Con el sombrero en la mano, con sus oscuras y pulcras ropas, con su delgada y erguida figura y su pelo gris brillando bajo la tenue luz, Dimitrios era la personificación misma de la más distinguida respetabilidad.

Su distinción era la típica de un invitado de escasa importancia en una gran recepción diplomática. Daba la impresión de medir algo más de un metro ochenta y dos, la estatura que le adjudicara la policía búlgara. Su piel tenía esa palidez marfileña que en los adultos reemplaza a ese color amarillento de la juventud. Sus pómulos prominentes, su nariz delgada, su labio superior parecido al pico de un ave eran rasgos que le hubieran podido confundir con un miembro de una legación diplomática de Europa oriental. Pero la expresión de sus ojos se adecuaba con algunas de las ideas que con anterioridad se había formado Latimer de su aspecto.

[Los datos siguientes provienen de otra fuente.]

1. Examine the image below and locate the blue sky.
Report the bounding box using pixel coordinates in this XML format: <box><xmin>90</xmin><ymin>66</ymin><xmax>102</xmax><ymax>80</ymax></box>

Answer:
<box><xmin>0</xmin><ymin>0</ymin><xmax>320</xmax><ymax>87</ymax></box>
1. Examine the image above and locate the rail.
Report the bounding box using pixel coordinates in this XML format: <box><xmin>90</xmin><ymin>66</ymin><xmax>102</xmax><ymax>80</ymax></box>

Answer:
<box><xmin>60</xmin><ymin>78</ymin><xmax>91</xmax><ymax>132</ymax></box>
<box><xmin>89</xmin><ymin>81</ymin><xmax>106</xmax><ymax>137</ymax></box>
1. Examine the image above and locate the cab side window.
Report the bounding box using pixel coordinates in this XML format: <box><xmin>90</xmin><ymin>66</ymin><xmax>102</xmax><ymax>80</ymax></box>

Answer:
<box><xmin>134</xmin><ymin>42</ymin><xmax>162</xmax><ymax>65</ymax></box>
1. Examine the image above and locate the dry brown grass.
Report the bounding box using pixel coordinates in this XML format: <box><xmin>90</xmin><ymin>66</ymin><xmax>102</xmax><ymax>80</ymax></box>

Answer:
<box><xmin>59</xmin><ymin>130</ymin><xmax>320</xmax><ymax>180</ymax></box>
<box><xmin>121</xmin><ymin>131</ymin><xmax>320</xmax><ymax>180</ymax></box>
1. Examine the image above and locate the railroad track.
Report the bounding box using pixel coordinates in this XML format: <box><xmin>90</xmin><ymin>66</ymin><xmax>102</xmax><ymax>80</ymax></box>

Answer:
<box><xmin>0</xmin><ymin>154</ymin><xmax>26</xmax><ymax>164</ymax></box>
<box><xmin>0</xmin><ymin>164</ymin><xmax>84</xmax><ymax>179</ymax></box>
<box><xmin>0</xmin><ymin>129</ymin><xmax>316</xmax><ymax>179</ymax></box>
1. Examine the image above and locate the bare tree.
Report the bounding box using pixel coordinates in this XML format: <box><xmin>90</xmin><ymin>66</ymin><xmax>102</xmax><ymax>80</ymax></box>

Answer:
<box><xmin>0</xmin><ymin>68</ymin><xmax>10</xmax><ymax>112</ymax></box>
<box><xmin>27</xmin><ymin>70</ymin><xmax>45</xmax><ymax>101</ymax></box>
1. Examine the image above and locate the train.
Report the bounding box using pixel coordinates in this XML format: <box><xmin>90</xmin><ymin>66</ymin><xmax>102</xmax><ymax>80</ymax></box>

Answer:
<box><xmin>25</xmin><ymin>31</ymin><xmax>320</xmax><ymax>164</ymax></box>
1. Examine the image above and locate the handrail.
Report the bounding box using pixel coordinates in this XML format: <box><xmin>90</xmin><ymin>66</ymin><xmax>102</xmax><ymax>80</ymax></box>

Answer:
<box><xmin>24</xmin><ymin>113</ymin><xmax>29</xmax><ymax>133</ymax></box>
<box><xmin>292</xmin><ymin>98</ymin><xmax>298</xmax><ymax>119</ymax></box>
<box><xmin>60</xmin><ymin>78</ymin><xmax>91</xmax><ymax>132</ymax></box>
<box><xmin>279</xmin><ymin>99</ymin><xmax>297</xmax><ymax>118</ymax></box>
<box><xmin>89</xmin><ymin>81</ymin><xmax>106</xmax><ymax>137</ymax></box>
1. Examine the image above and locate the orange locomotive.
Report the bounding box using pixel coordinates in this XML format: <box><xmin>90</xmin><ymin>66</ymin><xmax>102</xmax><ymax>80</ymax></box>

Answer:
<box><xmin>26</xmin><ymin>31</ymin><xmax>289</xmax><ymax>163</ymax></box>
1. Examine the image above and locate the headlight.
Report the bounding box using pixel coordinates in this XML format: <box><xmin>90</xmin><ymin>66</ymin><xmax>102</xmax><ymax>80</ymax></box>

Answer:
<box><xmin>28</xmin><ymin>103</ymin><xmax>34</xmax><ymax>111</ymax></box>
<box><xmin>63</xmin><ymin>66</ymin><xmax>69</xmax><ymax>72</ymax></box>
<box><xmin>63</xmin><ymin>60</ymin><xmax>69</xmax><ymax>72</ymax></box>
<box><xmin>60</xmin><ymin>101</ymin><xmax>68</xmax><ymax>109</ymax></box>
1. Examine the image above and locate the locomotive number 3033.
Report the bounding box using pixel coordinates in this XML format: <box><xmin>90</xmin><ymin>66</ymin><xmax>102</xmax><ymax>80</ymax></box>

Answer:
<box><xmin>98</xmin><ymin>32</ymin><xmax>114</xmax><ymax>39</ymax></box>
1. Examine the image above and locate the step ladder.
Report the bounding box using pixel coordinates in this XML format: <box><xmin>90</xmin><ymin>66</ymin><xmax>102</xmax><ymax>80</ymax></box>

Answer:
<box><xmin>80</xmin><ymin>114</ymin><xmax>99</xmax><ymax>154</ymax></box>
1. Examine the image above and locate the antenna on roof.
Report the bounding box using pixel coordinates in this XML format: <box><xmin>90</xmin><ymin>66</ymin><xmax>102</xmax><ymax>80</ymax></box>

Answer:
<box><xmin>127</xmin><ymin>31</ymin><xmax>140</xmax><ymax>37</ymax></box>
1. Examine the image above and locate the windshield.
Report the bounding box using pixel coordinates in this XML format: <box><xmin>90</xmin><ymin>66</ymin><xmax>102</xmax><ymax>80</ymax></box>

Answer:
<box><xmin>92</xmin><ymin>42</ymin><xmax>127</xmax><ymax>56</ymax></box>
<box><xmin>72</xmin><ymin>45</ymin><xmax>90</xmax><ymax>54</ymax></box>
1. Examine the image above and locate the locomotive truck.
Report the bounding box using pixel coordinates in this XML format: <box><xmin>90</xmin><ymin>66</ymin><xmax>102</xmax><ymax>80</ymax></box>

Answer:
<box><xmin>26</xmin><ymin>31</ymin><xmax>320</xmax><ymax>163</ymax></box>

Ojos de un intenso color castaño que uno hubiera dicho que miraba un tanto oblicuamente, como si de una persona miope o preocupada se tratara. Pero no se advertía ninguna contracción en su entrecejo y Latimer observó que la expresión de ansiedad de sus salientes pómulos y de sus ojos por su situación en el rostro no era más que una falsa ilusión óptica producida por la forma de la cabeza.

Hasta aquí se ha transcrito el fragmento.